Dans le cadre de cette initiative, on proposerait des modifications législatives pour lever les interdictions liées au recours à d’autres techniques d'intervention en cas d’urgence et clarifier le pouvoir de la Garde côtière canadienne en ce qui a trait à l’utilisation d’autres techniques d’intervention afin de limiter l’impact environnemental des déversements d’hydrocarbures provenant de navires. Comme l’a noté le Comité d’experts sur la sécurité des navires-citernes, la récupération mécanique (barrières flottantes et écrémage) est la mesure d’intervention prédominante en cas de déversement au Canada. Le Comité a également fait remarquer qu’un certain nombre de lois fédérales limitent actuellement l'utilisation d’autres techniques telles que l’utilisation d’agents de traitement des déversements, même si ces techniques peuvent représenter un avantage important sur le plan environnemental.

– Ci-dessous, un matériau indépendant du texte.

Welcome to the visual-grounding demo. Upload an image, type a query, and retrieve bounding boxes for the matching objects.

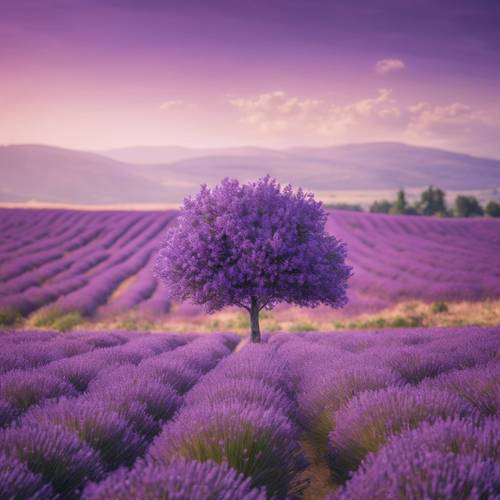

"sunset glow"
[0,0,500,157]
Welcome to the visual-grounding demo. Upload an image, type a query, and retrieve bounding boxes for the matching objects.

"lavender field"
[0,209,500,328]
[0,327,500,500]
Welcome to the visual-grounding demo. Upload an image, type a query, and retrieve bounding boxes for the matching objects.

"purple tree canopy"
[156,176,351,341]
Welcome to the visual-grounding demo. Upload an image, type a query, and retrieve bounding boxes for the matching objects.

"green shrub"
[33,308,82,332]
[52,312,82,332]
[431,300,448,314]
[289,321,316,332]
[387,316,424,328]
[118,316,153,332]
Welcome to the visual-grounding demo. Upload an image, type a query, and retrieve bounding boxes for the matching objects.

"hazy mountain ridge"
[0,143,500,204]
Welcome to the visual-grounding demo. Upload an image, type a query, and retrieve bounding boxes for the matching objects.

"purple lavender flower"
[0,423,103,494]
[82,460,267,500]
[0,399,18,428]
[157,176,351,342]
[89,366,181,420]
[425,363,500,416]
[147,403,305,497]
[185,373,298,421]
[332,420,500,500]
[329,387,474,479]
[22,398,146,468]
[0,370,77,412]
[0,453,53,500]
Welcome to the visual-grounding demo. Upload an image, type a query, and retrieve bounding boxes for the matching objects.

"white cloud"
[160,99,186,111]
[229,88,500,150]
[375,59,405,75]
[229,90,321,132]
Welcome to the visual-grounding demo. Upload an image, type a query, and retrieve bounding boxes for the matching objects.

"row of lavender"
[327,212,500,308]
[0,209,500,315]
[0,332,264,498]
[0,327,500,499]
[270,327,500,499]
[0,209,174,315]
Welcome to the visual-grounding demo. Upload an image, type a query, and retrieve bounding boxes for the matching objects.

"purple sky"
[0,0,500,158]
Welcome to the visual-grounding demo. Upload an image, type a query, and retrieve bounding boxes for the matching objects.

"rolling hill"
[0,143,500,204]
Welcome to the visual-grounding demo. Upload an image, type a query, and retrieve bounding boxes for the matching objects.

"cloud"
[229,88,500,150]
[160,99,186,111]
[375,59,405,75]
[229,90,321,133]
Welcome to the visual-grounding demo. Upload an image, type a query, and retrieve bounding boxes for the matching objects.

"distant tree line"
[326,186,500,217]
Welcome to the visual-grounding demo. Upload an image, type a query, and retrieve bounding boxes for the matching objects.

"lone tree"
[156,176,351,342]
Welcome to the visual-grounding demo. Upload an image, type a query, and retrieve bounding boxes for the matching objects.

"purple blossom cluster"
[156,176,351,312]
[0,332,238,498]
[268,327,500,500]
[0,210,174,315]
[327,211,500,311]
[0,327,500,500]
[0,205,500,315]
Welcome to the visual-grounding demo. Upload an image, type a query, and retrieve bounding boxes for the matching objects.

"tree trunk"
[250,297,260,343]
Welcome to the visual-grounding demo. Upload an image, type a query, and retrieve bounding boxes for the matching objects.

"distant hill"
[0,145,174,204]
[0,143,500,204]
[101,146,279,165]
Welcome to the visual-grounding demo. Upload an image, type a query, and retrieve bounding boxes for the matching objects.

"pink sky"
[0,0,500,158]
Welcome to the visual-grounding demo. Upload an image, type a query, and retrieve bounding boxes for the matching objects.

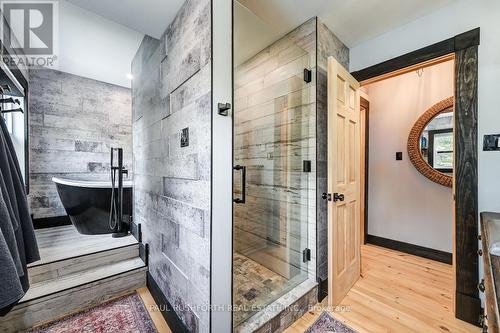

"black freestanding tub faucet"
[109,148,130,238]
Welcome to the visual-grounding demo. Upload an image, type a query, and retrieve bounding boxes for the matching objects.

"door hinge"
[302,249,311,262]
[304,68,312,83]
[217,103,231,117]
[302,160,312,172]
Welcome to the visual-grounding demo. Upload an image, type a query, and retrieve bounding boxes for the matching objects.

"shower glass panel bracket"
[217,103,231,117]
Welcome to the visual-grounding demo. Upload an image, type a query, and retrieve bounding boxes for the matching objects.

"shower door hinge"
[304,68,312,83]
[302,160,312,172]
[217,103,231,117]
[302,249,311,262]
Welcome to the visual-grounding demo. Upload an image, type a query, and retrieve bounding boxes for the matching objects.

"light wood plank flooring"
[29,225,137,266]
[285,245,480,333]
[137,287,172,333]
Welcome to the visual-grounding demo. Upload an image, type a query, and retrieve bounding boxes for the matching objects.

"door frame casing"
[359,96,370,244]
[352,28,481,325]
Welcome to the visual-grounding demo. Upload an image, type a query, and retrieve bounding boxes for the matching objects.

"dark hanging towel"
[0,117,40,316]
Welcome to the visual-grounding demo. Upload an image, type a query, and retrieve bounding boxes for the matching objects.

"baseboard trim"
[455,291,482,326]
[366,235,453,265]
[318,278,328,303]
[33,215,71,229]
[146,272,189,333]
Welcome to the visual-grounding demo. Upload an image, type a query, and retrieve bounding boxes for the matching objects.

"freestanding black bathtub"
[52,178,132,235]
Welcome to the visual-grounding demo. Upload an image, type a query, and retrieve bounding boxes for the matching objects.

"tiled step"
[28,243,139,287]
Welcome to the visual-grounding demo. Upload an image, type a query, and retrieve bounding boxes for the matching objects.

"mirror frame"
[407,96,455,187]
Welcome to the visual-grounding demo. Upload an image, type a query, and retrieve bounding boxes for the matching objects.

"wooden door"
[328,57,361,305]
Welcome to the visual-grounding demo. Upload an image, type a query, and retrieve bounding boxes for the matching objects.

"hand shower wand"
[109,148,128,238]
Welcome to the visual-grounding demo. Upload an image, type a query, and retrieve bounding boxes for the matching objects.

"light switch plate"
[483,134,500,151]
[181,127,189,148]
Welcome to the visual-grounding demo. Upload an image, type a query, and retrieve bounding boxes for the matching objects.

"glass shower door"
[233,30,310,326]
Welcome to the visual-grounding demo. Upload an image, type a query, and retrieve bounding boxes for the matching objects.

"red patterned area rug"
[26,293,157,333]
[305,312,356,333]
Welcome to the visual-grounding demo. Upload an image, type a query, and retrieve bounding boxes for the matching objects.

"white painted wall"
[55,1,147,88]
[351,0,500,220]
[366,61,454,252]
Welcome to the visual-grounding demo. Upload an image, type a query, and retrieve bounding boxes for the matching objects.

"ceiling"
[238,0,459,48]
[66,0,184,38]
[66,0,460,64]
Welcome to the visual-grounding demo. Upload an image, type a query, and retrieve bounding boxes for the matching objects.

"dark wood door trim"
[351,28,479,82]
[352,28,481,325]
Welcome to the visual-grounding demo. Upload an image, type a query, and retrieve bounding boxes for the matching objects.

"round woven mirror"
[408,97,454,187]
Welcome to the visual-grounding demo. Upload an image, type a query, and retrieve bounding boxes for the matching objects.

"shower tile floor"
[233,252,295,326]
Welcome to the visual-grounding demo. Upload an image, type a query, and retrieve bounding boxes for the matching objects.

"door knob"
[321,193,332,201]
[333,193,344,201]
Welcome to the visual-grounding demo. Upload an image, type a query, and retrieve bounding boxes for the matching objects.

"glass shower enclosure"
[233,6,316,327]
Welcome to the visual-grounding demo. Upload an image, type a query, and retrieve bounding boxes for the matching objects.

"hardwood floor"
[285,245,480,333]
[137,287,172,333]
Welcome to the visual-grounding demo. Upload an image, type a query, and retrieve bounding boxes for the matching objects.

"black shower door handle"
[233,165,247,204]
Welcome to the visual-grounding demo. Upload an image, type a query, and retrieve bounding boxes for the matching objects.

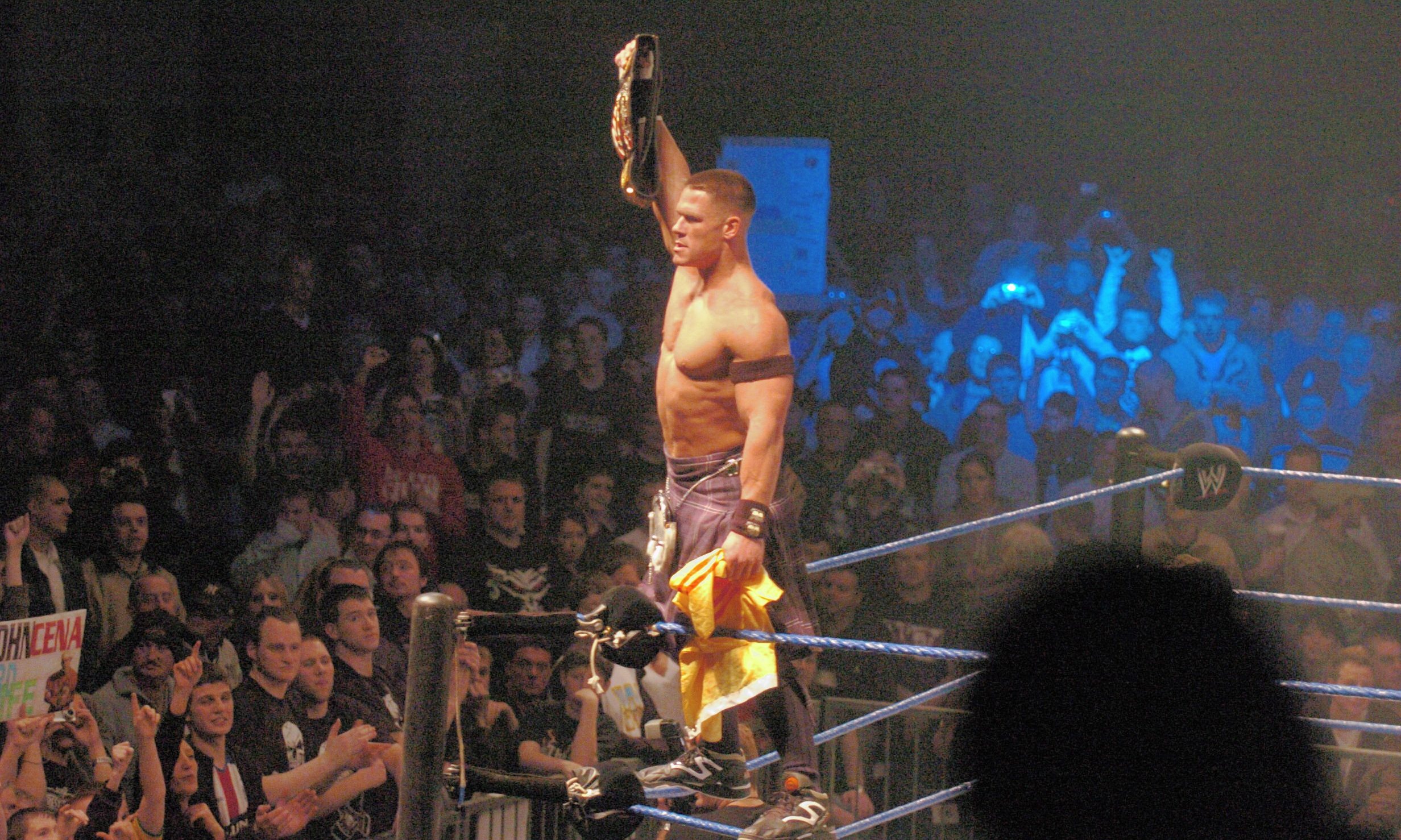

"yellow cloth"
[670,549,783,741]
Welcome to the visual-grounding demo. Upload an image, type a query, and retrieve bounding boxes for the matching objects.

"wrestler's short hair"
[686,169,755,215]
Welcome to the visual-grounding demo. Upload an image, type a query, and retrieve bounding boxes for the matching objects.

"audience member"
[370,542,429,650]
[503,638,555,720]
[1033,392,1092,500]
[934,399,1037,513]
[321,585,405,726]
[1143,498,1245,587]
[185,584,244,689]
[233,606,306,773]
[229,483,341,592]
[453,475,552,612]
[82,496,185,655]
[790,401,857,534]
[21,475,93,616]
[814,565,890,700]
[1133,359,1216,452]
[342,347,467,535]
[87,619,188,749]
[535,317,636,487]
[342,507,393,563]
[1160,291,1265,411]
[1274,481,1383,610]
[872,544,961,698]
[297,634,402,840]
[519,651,636,774]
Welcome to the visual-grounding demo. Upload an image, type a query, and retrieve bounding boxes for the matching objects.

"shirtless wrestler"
[618,43,830,840]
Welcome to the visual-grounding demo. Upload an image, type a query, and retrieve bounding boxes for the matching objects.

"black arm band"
[730,353,797,385]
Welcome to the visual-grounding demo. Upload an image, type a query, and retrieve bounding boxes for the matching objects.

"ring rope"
[631,466,1401,840]
[628,805,744,840]
[1299,717,1401,735]
[646,671,979,800]
[629,781,973,840]
[1279,679,1401,700]
[1236,589,1401,613]
[832,781,973,837]
[653,622,988,662]
[1240,466,1401,487]
[807,468,1183,574]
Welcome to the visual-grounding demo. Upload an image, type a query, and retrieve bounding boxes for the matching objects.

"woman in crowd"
[374,332,471,458]
[374,542,429,650]
[937,451,1012,591]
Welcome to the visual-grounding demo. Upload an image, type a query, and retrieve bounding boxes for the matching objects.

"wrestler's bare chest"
[657,294,744,456]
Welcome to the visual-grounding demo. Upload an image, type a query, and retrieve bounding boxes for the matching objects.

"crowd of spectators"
[0,167,1401,840]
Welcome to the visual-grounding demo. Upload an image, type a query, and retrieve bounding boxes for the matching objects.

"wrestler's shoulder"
[712,272,783,318]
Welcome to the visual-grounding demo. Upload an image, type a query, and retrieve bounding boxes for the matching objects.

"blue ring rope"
[1240,466,1401,487]
[1279,679,1401,700]
[653,622,988,662]
[647,671,979,800]
[832,781,973,837]
[807,468,1183,574]
[1236,589,1401,613]
[629,781,973,840]
[632,466,1401,840]
[628,805,744,840]
[1299,717,1401,735]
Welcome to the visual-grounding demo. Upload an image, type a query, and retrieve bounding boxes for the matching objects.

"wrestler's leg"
[755,656,818,785]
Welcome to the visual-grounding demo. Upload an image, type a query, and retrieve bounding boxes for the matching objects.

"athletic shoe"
[740,773,834,840]
[637,745,754,800]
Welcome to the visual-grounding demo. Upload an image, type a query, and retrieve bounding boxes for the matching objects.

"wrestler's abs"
[657,301,747,458]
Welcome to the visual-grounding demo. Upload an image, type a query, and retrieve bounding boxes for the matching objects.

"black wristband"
[730,498,770,539]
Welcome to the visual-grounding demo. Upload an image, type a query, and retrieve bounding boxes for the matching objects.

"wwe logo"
[1196,463,1226,498]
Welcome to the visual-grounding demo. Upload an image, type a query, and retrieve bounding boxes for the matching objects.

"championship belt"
[612,35,661,207]
[647,487,677,581]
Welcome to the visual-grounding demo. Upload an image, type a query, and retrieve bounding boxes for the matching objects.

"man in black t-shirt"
[233,608,307,773]
[809,565,890,700]
[297,635,399,840]
[537,317,636,492]
[156,654,383,840]
[321,584,404,729]
[519,651,637,773]
[455,473,566,613]
[872,543,958,697]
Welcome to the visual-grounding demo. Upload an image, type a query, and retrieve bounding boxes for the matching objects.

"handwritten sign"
[0,609,87,721]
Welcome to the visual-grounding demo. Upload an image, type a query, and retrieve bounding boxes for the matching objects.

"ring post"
[398,592,457,840]
[1109,426,1147,550]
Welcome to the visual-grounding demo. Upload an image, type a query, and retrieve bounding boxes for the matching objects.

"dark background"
[3,0,1401,293]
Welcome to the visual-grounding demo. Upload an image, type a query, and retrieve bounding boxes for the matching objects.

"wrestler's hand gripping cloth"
[670,549,783,741]
[612,35,661,207]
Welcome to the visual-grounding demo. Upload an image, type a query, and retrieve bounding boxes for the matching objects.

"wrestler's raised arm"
[652,116,691,251]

Responsabilité et indemnisation : faire payer les pollueurs

Il existe plusieurs sources d’indemnisation en cas de déversement d’hydrocarbures :

Le régime de responsabilité et d'indemnisation du Canada pour les déversements d’hydrocarbures est fondé sur le principe du « pollueur-payeur ». Si un navire provoque un déversement, son propriétaire est responsable des pertes et des dommages en vertu de la loi canadienne. Les propriétaires de navires doivent avoir des assurances pour pouvoir répondre de leurs actes.

Par ailleurs, il existe deux fonds internationaux connus collectivement sous le nom de Fonds internationaux d’indemnisation pour les dommages dus à la pollution par les hydrocarbures. Conjugués à la responsabilité des propriétaires de navires, ces fonds fournissent environ 1,2 milliard de dollars en indemnisation pour un déversement d’hydrocarbures persistants transportés par navire-citerne.

De plus, la Caisse d'indemnisation des dommages dus à la pollution par les hydrocarbures causée par les navires (CIDPHN) se charge des indemnisations pour les dommages dus à des déversements d’hydrocarbures au Canada, peu importe le type d’hydrocarbures et de navire en cause. La CIDPHN a été créée au début des années 1970 à partir de redevances imposées aux réceptionnaires et aux transporteurs d’hydrocarbures par navires. À l’heure actuelle, le montant disponible à la CIDPHN est d’environ 400 millions de dollars, et sa responsabilité pour toutes les demandes d’indemnisation visant un même déversement d’hydrocarbures est d’environ 161 millions de dollars.

Ces fonds réunis peuvent servir à couvrir jusqu’à 1,36 milliard de dollars pour les coûts d’un nettoyage et les dommages liés à un déversement d’hydrocarbures.

Le gouvernement du Canada améliorera le régime de responsabilité et d'indemnisation en faisant des modifications législatives et réglementaires pour :

  • permettre que la valeur totale de la CIDPHN, qui est à ce jour d’environ 400 millions de dollars, soit disponible en cas de déversement d’hydrocarbures;
  • s’assurer de verser une indemnisation aux demandeurs admissibles et de récupérer les paiements à l’aide de redevances imposées à l’industrie du transport maritime des hydrocarbures, dans l’éventualité où toutes les sources de financement sont épuisées à la suite de demandes d’indemnisation liées à des déversements;
  • harmoniser la CIDPHN aux fonds internationaux afin qu’elle puisse couvrir les pertes purement économiques subies par des personnes qui ont dû faire face à une perte de revenus, mais dont la propriété n'a pas été contaminée par un déversement d’hydrocarbures.